Employment rates among the working-age population of graduates and postgraduates increased to 87.5% in the last quarter, compared to 69.3% of non-graduates, this is the highest level seen since the 88.3% recorded in Q4 2007.
The data also highlighted a small dip of £500 in the median salaries earned by graduates in full-time employment, to £31,000, although graduates were still found to earn significantly more than non-graduates. Conversely, postgraduate earnings have risen annually by £1,000 to £39,000.
Commenting on the data, Andrew Hunter, co-founder of Adzuna, said: ‘Making the leap from university to the “real world’ of work is becoming easier and graduate employment has now recovered to 2007 levels. In the last year alone, the unemployment rate among young grads has ticked down one per cent year-on-year, with fewer university leavers stuck in limbo between education and work. After years of stalemate, with fewer employees moving up or moving out of their positions, the labour market is now much more liquid, which has opened up opportunities for those new to the workforce.
‘Summer will see the next spurt of graduates released into the workforce, and conditions are in favour of them finding work. Our Jobs Report shows that 32 of the top 50 cities in the UK now have more jobs on offer than jobseekers, so grads with in-demand skills like engineering and IT can expect to be snapped up relatively quickly.
‘But the subtleties of the recovery also reveal a brightening picture for those who haven’t chosen the university route. The pay gap between grads and non-grads has slimmed – as grass roots businesses spring up across the country. The government’s pledge to support apprenticeships will help close this divide further.
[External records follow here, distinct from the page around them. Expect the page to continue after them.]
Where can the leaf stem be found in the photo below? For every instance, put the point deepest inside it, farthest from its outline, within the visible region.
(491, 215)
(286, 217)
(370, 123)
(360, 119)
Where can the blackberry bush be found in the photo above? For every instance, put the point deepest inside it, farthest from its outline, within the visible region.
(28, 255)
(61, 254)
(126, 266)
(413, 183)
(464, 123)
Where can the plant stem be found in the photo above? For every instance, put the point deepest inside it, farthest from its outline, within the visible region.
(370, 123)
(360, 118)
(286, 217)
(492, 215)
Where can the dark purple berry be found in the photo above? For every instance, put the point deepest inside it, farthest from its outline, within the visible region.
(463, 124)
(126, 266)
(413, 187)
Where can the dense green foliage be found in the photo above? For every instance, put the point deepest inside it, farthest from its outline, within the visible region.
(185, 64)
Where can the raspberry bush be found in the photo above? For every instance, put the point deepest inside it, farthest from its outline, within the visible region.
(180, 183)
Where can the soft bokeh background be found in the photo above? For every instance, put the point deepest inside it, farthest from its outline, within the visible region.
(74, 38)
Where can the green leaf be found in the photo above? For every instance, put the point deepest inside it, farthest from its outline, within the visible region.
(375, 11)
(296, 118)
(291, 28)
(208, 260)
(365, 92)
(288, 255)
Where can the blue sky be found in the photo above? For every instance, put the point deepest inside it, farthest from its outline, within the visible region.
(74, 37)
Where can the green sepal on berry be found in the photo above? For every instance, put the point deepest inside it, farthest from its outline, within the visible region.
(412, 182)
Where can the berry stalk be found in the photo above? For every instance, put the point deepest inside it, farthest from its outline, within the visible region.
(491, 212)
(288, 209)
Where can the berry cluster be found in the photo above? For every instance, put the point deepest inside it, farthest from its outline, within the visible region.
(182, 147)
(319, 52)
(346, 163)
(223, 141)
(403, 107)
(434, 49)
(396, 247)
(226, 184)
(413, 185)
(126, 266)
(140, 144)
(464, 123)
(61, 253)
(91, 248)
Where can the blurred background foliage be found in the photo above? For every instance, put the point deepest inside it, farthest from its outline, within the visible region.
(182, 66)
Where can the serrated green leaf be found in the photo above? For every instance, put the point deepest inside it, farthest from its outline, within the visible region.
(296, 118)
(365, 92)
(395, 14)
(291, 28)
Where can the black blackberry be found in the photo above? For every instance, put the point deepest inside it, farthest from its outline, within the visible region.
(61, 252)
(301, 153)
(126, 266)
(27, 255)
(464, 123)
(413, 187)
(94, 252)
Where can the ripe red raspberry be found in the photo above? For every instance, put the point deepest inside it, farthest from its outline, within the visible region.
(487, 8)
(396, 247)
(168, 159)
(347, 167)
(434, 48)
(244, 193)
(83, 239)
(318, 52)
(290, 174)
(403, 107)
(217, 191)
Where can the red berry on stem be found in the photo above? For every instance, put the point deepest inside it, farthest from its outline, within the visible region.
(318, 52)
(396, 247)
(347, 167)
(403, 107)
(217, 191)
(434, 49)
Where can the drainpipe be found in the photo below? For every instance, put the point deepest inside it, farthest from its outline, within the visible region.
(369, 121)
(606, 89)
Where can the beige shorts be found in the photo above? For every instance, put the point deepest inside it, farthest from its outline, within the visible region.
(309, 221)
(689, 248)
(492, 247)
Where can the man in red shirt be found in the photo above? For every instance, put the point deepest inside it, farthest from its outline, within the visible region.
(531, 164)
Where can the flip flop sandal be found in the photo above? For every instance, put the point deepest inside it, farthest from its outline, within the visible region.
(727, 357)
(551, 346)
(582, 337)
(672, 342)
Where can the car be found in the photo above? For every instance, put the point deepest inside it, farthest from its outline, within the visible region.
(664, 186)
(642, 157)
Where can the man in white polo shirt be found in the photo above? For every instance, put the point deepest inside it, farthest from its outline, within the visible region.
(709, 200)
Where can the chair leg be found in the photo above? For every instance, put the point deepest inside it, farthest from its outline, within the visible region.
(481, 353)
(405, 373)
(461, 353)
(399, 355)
Our employers are hungry for skilled workers, whatever their background.’
Universities and science minister Greg Clark claimed the figures demonstrated that going to university was a ‘great investment’.
‘There are clear benefits to graduates and to the country from higher earnings and high levels of employment,’ he said. ‘This is particularly true for postgraduates, which is one reason why the government announced last week that the student loans system will be extended to people studying master’s degrees.’